A client of mine just obtained a fully favorable decision at the Reconsideration level.
In this particular case, Social Security assessed a residual functional capacity at the light exertional level. Since the claimant's past relevant work was also at the light exertional level, the claim was denied at step 4 of the sequential evaluation process. After receiving a denial notice, the claimant retained me. We appealed, and the claim went to Reconsideration.
I asked the claimant's doctor for her opinion on the claimant's limitations. The doctor completed a medical source statement, and assessed a sedentary RFC.

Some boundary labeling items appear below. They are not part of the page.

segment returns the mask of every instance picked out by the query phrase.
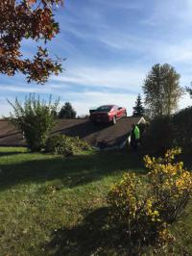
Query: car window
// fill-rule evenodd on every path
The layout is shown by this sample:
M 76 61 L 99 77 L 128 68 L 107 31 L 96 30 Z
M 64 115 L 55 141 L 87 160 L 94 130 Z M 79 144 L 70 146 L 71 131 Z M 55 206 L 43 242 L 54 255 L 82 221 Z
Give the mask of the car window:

The doctor's medical source statement was adopted by the SSA. That sedentary RFC ruled out the claimant's past work at step 4. And since the claimant is over 50 and does not have transferable skills or education that provides for direct entry into skilled work, he grids "disabled" at step 5, under Rule 201.14 of the Medical-Vocational Guidelines.
This is a fairly typical case story, and any Social Security disability lawyer worth his salt would obtain a medical source statement from the claimant's treating doctor. But why wait until the hearing? Why not do it soon after you get the case, so that you have a shot at winning at Reconsideration?
I treat Reconsideration like a hearing. I update medical records, get medical source statements when I can, and write a letter to the disability examiner explaining why the claim should be granted.
ssr 96-2p,
If you had any cases that fit the below
language,could you post the outcome.
Substantial evidence may demonstrate that an individual's ability to function may be less than what is indicated in a treating source's opinion, in which case the opinion will also not be entitled to controlling weight.
Posted by: anonymous | September 23, 2008 at 10:20 AM
Thank you for your comment. I will addess this issue in a post in the future.